“Chaos” Goyang Inul “Ngebor”

MOCHTAR W OETOMO

Pro-kontra tentang Inul belum juga usai. Tanpa kita sadari kita telah membuat adonan mendung yang melahirkan hujan badai wacana Inul, wacana goyang “ngebor”-nya. Ada semacam chaos wacana Inul, chaos wacana goyang “ngebor”. Betapa tidak, tiba-tiba saja kita begitu akrab, begitu dekat, dan begitu lekat dengan Inul. Begitu melek, bahkan dengan segala puspa ragam dan warna identitas biduan dangdut dari kampung Gempol Pasuruan ini.



Menyambangi, menari-nari, meliuk-liuk, dan tertawa-tawa hingga ke tempat kita yang paling pribadi. Menyusup ke rumah kita, ke ruang keluarga, bahkan ke kamar pribadi kita. Melalui kuasa mediasi media massa (terutama televisi dan VCD) goyangan “ngebor” Inul yang begitu panas dan sensual menggelitik mata kita untuk melirik, melihat, dan memelototi.

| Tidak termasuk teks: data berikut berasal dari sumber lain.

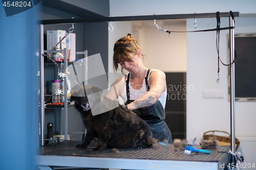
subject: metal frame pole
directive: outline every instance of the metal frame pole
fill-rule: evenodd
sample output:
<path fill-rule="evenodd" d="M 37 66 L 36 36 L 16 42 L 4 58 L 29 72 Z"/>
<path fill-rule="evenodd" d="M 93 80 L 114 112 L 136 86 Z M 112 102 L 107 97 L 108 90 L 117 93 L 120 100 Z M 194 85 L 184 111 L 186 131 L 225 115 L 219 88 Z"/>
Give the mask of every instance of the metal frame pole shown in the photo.
<path fill-rule="evenodd" d="M 40 134 L 40 139 L 41 141 L 39 143 L 41 145 L 44 145 L 45 144 L 45 87 L 44 87 L 44 57 L 42 57 L 42 54 L 44 54 L 44 25 L 41 25 L 40 28 L 40 56 L 39 56 L 39 67 L 40 67 L 40 99 L 39 99 L 40 102 L 40 117 L 41 118 L 41 121 L 40 124 L 39 125 L 39 134 Z"/>
<path fill-rule="evenodd" d="M 232 17 L 229 17 L 229 27 L 234 27 L 234 21 Z M 230 40 L 230 63 L 234 60 L 234 29 L 229 30 L 229 40 Z M 229 66 L 230 79 L 230 149 L 233 152 L 235 152 L 235 124 L 234 124 L 234 64 L 230 65 Z M 231 162 L 235 162 L 236 159 L 233 155 L 231 155 Z"/>

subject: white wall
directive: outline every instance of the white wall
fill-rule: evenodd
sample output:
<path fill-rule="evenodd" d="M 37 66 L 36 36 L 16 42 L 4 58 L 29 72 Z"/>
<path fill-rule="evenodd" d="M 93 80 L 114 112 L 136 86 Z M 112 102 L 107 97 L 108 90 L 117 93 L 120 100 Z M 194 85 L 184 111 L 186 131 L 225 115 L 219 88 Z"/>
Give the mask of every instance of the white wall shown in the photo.
<path fill-rule="evenodd" d="M 238 11 L 255 13 L 255 0 L 110 0 L 112 16 Z"/>
<path fill-rule="evenodd" d="M 110 1 L 112 16 L 187 14 L 220 12 L 256 13 L 256 1 Z M 254 15 L 255 16 L 255 15 Z M 221 18 L 221 27 L 228 26 L 228 19 Z M 255 33 L 256 17 L 236 17 L 235 33 Z M 187 20 L 187 31 L 193 30 L 194 19 Z M 215 28 L 216 18 L 197 18 L 197 29 Z M 121 27 L 121 26 L 120 26 Z M 153 25 L 153 27 L 154 26 Z M 228 62 L 228 31 L 221 32 L 220 57 Z M 124 34 L 125 35 L 125 34 Z M 187 91 L 187 139 L 202 137 L 207 130 L 230 132 L 230 104 L 228 102 L 228 68 L 220 65 L 219 83 L 217 79 L 218 58 L 216 33 L 187 34 L 187 85 L 194 89 Z M 113 44 L 113 43 L 112 43 Z M 111 55 L 109 55 L 111 59 Z M 111 65 L 109 63 L 109 65 Z M 223 99 L 206 100 L 203 90 L 218 90 L 224 92 Z M 236 135 L 256 136 L 256 103 L 236 102 Z"/>

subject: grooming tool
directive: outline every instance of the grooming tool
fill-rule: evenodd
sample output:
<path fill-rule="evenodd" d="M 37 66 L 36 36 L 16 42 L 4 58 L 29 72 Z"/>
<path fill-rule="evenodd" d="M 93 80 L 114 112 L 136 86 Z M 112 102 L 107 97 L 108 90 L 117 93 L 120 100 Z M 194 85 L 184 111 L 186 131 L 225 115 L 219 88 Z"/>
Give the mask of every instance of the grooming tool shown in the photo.
<path fill-rule="evenodd" d="M 184 152 L 184 154 L 189 155 L 191 154 L 191 152 L 201 152 L 204 153 L 205 154 L 210 154 L 210 151 L 204 150 L 197 150 L 193 148 L 193 147 L 192 146 L 186 145 L 185 147 L 185 151 Z"/>
<path fill-rule="evenodd" d="M 159 143 L 159 144 L 162 144 L 162 145 L 164 146 L 164 147 L 166 147 L 166 144 L 164 143 L 163 143 L 163 142 L 158 142 Z"/>

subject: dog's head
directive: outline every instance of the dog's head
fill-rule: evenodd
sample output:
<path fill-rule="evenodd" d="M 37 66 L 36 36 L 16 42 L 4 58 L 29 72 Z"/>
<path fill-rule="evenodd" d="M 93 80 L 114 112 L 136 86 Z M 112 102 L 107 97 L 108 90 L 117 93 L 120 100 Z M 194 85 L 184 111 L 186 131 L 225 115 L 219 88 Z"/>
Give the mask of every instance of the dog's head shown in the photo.
<path fill-rule="evenodd" d="M 95 109 L 97 104 L 103 100 L 103 91 L 95 86 L 87 85 L 73 93 L 70 101 L 75 101 L 75 107 L 80 113 L 90 112 Z"/>

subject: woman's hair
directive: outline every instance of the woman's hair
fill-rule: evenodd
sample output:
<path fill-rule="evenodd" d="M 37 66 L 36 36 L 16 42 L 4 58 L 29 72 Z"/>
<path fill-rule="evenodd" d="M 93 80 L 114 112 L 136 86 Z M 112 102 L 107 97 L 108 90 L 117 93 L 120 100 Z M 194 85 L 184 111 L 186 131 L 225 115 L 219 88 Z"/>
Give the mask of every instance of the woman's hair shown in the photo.
<path fill-rule="evenodd" d="M 138 45 L 138 42 L 130 33 L 128 33 L 127 36 L 121 38 L 117 40 L 114 45 L 113 55 L 113 67 L 116 71 L 118 68 L 118 63 L 121 61 L 133 61 L 129 55 L 129 53 L 133 53 L 138 55 L 137 51 L 138 50 L 141 51 L 140 47 Z M 141 55 L 144 59 L 143 55 Z M 122 68 L 121 71 L 124 75 L 123 72 L 123 68 Z"/>

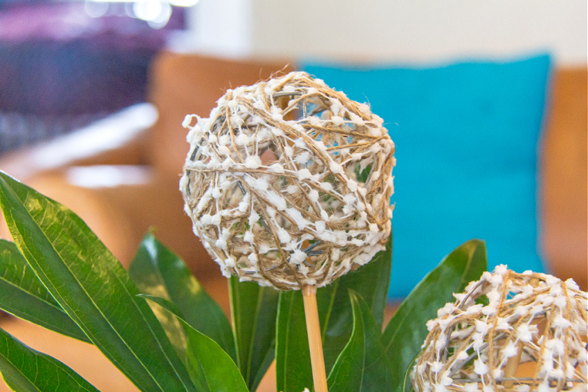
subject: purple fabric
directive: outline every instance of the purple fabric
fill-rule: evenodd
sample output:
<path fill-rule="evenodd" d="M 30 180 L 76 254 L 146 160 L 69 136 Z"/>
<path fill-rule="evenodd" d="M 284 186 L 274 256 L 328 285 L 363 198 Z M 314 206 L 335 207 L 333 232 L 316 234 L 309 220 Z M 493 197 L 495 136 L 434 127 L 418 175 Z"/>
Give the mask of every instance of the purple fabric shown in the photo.
<path fill-rule="evenodd" d="M 92 18 L 83 2 L 0 5 L 0 153 L 146 100 L 151 62 L 183 15 L 156 30 L 124 6 Z"/>

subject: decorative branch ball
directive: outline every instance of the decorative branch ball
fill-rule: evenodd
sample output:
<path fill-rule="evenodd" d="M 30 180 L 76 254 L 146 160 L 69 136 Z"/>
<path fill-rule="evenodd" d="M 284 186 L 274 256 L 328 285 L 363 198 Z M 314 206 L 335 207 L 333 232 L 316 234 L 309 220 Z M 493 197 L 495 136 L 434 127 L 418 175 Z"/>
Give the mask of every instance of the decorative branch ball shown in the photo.
<path fill-rule="evenodd" d="M 587 293 L 506 265 L 439 310 L 412 369 L 417 392 L 586 392 Z"/>
<path fill-rule="evenodd" d="M 394 144 L 383 120 L 303 72 L 228 90 L 187 115 L 185 209 L 223 274 L 326 286 L 390 233 Z"/>

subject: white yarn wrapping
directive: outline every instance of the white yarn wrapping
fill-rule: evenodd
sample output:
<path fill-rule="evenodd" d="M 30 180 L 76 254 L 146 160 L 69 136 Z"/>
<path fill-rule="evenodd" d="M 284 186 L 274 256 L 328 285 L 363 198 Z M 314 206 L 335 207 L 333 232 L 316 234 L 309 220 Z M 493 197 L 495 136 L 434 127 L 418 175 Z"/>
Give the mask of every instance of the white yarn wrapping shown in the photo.
<path fill-rule="evenodd" d="M 415 391 L 586 391 L 588 298 L 573 280 L 499 265 L 454 295 L 427 324 Z M 526 375 L 507 374 L 520 354 Z"/>
<path fill-rule="evenodd" d="M 385 248 L 394 145 L 367 105 L 302 72 L 217 103 L 208 118 L 184 121 L 180 189 L 225 276 L 320 287 Z"/>

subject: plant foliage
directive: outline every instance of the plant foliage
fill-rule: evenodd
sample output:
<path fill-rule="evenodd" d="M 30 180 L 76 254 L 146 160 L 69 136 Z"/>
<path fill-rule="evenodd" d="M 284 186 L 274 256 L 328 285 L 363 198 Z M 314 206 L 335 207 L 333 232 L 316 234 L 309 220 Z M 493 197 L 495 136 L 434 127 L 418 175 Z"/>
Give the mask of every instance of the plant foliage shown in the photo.
<path fill-rule="evenodd" d="M 0 207 L 14 239 L 0 240 L 0 309 L 95 345 L 143 391 L 252 392 L 274 360 L 278 391 L 312 390 L 300 292 L 232 278 L 230 323 L 152 234 L 127 272 L 73 212 L 1 171 Z M 400 391 L 426 321 L 486 268 L 484 242 L 465 243 L 383 333 L 392 244 L 391 236 L 371 262 L 318 290 L 331 392 Z M 0 372 L 15 391 L 96 391 L 1 329 Z"/>

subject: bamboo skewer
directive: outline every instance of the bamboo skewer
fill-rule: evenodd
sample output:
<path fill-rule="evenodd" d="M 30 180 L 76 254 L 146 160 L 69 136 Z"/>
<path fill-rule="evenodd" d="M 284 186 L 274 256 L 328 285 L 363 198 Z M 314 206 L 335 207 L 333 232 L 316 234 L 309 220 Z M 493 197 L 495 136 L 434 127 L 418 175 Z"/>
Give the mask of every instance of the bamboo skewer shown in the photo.
<path fill-rule="evenodd" d="M 304 302 L 304 316 L 311 349 L 311 364 L 313 368 L 313 382 L 315 392 L 327 392 L 327 373 L 324 370 L 324 356 L 320 337 L 320 324 L 316 304 L 316 286 L 306 286 L 302 288 Z"/>

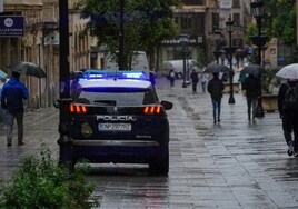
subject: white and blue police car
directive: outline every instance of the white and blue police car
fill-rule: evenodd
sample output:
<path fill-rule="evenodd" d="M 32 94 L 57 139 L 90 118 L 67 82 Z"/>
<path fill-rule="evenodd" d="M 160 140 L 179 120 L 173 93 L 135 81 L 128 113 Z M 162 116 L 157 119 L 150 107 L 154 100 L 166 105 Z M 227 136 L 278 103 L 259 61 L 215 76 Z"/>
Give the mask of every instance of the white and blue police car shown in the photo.
<path fill-rule="evenodd" d="M 72 162 L 148 163 L 168 175 L 169 101 L 159 101 L 143 72 L 87 70 L 72 93 Z"/>

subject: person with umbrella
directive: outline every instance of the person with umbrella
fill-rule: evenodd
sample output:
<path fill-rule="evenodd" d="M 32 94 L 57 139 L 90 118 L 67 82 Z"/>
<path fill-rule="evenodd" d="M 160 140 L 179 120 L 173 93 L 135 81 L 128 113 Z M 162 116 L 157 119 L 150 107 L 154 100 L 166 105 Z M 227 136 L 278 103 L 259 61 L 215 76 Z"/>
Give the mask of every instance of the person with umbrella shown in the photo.
<path fill-rule="evenodd" d="M 191 83 L 192 83 L 192 93 L 197 93 L 197 86 L 199 82 L 199 76 L 196 69 L 192 69 L 192 72 L 190 74 Z"/>
<path fill-rule="evenodd" d="M 208 82 L 207 91 L 211 96 L 212 108 L 213 108 L 213 123 L 220 122 L 221 111 L 221 98 L 225 89 L 224 81 L 219 79 L 219 73 L 213 72 L 213 78 Z"/>
<path fill-rule="evenodd" d="M 278 111 L 282 131 L 288 146 L 288 155 L 298 156 L 298 63 L 281 68 L 277 77 L 285 79 L 278 90 Z M 294 133 L 294 140 L 292 140 Z"/>
<path fill-rule="evenodd" d="M 292 93 L 292 96 L 291 96 Z M 290 98 L 292 97 L 292 98 Z M 291 104 L 291 101 L 294 104 Z M 287 79 L 278 90 L 278 111 L 282 121 L 282 130 L 288 155 L 297 155 L 298 151 L 298 80 Z M 294 141 L 291 132 L 294 132 Z"/>
<path fill-rule="evenodd" d="M 259 79 L 254 76 L 249 74 L 247 79 L 242 82 L 242 90 L 246 91 L 246 99 L 247 99 L 247 115 L 248 115 L 248 121 L 257 122 L 256 120 L 256 110 L 257 110 L 257 103 L 258 103 L 258 97 L 261 91 L 261 86 L 259 82 Z M 251 117 L 251 109 L 252 109 L 252 117 Z"/>
<path fill-rule="evenodd" d="M 12 71 L 11 79 L 3 86 L 1 107 L 8 111 L 7 146 L 11 146 L 13 121 L 18 123 L 18 145 L 23 143 L 23 100 L 28 99 L 27 87 L 19 81 L 20 72 Z"/>
<path fill-rule="evenodd" d="M 1 93 L 2 93 L 2 89 L 4 83 L 8 81 L 7 74 L 1 74 L 0 73 L 0 98 L 1 98 Z M 3 123 L 3 128 L 7 128 L 7 111 L 0 106 L 0 118 L 1 118 L 1 122 Z"/>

Sebulan terakhir hampir semua media cetak dan televisi memberikan ruang coverage spesial pada pemilik nama asli Ainul Rokhimah ini. Beberapa stasiun televisi bahkan memberikan blocking time-nya untuk sebuah tajuk acara dengan nama dan bersama Inul.

Tentu saja dengan berbagai eksplorasi mediasi teknologi terhadap goyang dan sensualitas Inul. Melalui berita dan infotainment, berbagai laporan tentang kontroversi goyang Inul cukup mengemuka.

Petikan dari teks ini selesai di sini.